A former Guildhall School of Music teacher who lured his female pupils into soundproof practice rooms before he raped and abused them has been jailed for 11 years.
Internationally renowned musician Philip Pickett, 64, was found guilty of two counts of rape and two counts of indecent assault which took place between 1977 and 1984 at the world-leading conservatoire.
The case will refocus the spotlight on abuse at elite music schools as campaigners last night called on Home Secretary Theresa May to ensure the Government’s independent child sex abuse inquiry include them in its investigation.
During his trial at the Old Bailey the court heard that the parents of one of Pickett’s teenage victims wrote to then principal John Hosier complaining that their daughter had been attacked. When he finally responded the parents were told to take the 17-year-old elsewhere for lessons.
The Guildhall, whose music alumni include Jacqueline du Pré and George Martin, passed a letter to police during the investigation from Mr Hosier to Pickett, dated 20 March 1984. In it he describes his frustration that Pickett had not arranged to see him to discuss the allegations as he wanted to report back to the family.
The Guildhall awarded Pickett a Fellowship, one of its highest honours, the following year in recognition of his musical achievements.
One victim, who was 16 at the time of the attack, came to the Guildhall in 1978 as a sixth form student to learn the recorder. Pickett asked her to take her top off during his lesson, suggesting she needed to work on her breathing. He then ordered her to lie on the floor before indecently assaulting her.
At the following lesson a week later she was raped, going home to tell her mother she did not want to have lessons again. Police praised the woman for her bravery which sparked their investigation into Pickett after she reported him to officers in Suffolk following the publicity surrounding the Jimmy Saville child abuse investigation.

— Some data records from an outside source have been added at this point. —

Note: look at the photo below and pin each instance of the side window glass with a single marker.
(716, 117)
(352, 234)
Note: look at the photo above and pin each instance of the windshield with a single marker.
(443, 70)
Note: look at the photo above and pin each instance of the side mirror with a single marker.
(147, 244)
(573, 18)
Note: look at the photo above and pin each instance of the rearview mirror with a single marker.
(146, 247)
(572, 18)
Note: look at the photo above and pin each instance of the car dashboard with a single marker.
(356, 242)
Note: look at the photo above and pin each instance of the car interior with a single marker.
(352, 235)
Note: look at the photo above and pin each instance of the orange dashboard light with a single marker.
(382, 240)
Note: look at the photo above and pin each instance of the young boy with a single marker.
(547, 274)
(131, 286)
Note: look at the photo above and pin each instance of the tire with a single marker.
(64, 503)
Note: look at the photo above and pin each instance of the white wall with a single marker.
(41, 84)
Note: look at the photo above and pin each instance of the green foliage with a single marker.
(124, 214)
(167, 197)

Pickett was found guilty of attacks against a further two young women. They followed the same pattern where victims were locked in a practice room before he turned the lights out and assaulted them. He was found not guilty of six further counts.

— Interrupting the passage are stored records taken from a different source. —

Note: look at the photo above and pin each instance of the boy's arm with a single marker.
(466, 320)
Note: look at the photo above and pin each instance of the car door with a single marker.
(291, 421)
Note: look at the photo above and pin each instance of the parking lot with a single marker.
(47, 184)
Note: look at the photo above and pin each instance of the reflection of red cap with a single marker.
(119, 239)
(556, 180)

Pickett, described as a “social animal” and happily married to a singer and harpsichord player, left the Guildhall in 1997 and went on to further success as artistic director of the Southbank Centre and Director of Early Music at Shakespeare’s Globe Theatre.

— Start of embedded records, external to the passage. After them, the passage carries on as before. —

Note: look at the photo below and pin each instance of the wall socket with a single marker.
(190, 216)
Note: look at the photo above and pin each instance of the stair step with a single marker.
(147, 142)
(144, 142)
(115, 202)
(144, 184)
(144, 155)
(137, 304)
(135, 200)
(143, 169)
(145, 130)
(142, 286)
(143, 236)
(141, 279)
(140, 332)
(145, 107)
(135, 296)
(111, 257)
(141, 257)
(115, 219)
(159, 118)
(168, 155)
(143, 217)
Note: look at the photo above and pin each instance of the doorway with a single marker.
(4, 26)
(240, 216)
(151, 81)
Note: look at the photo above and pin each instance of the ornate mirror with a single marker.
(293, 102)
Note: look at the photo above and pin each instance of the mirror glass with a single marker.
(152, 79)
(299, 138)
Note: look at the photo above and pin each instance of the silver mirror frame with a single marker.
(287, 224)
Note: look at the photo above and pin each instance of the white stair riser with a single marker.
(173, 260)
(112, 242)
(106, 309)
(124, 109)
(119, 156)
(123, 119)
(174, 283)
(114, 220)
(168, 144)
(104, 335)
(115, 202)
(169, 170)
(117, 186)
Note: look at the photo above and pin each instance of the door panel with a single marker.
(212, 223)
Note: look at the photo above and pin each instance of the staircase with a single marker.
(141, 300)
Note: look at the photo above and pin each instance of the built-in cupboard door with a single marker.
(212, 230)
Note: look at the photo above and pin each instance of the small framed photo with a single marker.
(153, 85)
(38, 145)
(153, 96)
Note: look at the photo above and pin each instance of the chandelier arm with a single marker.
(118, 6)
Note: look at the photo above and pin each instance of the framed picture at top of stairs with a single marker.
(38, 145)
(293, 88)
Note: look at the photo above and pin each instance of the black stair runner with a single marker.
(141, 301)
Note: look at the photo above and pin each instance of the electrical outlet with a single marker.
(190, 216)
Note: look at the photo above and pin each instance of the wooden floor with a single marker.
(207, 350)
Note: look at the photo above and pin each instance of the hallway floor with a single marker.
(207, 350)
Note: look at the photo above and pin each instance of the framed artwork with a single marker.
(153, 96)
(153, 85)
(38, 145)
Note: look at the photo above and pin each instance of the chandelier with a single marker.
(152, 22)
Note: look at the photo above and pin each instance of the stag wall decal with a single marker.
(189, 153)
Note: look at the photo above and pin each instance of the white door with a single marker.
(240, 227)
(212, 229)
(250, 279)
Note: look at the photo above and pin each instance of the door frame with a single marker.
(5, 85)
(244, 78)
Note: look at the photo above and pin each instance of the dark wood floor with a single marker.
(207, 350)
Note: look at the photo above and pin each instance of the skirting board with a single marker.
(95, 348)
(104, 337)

Judge Charles Wide, jailing Pickett at a hearing earlier this month, called Pickett’s actions a “gross abuse of trust” and that the victims were “in awe of” their teacher who had targeted girls “most unlikely to complain”.
He said: “There is the location of the offence in practice rooms at the Guildhall School of Music - sound-proofed, dark, you turned the lights out. Even if they shouted, they could not be heard, as you knew well, having got them on their own and shut the door. The impact of these very serious sexual offences must have been very great indeed.”
Judge Wide ordered that two further indictments relating to allegations by two women dating back to the 1970s lie on file as reporting restrictions were lifted yesterday/on Friday. Pickett, dressed in a blue blazer and shirt, spoke only to confirm his name at the Old Bailey.
The former teacher’s case had been postponed last year so he could finish his UK tour with folk legend Carlos Núñez and the New London Consort, which Pickett founded, before standing trial.
Leading campaigner Ian Pace said: “This is very far from an isolated case, and I am aware of a great many horrendous allegations involving musicians and music teachers. It is absolutely vital that the inquiry into child sexual abuse set up by the Government investigates properly how so much widespread abuse, and psychological cruelty and bullying, have been a major feature of classical music for so long’.
Welcoming the verdicts the Guildhall said in a statement: “Although these events took place several decades ago, this does not diminish our utter shock that a professional music teacher could abuse the trust placed in him by the School and its students.”
The school said “robust safeguarding procedures” are in place to ensure student safety and the measures are regularly reviewed.
Detective Superintendent Maria Woodall described Pickett as a “predatory sex offender” responsible for a catalogue of appalling crimes.
She said: “Philip Pickett used his position of authority as an accomplished professor to abuse young talented women who were vulnerable due to their age and the fact they were students of his. His access to young women over such a period of time means that there could be more victims that have yet to come forward. I would urge these people to contact the City of London Police.”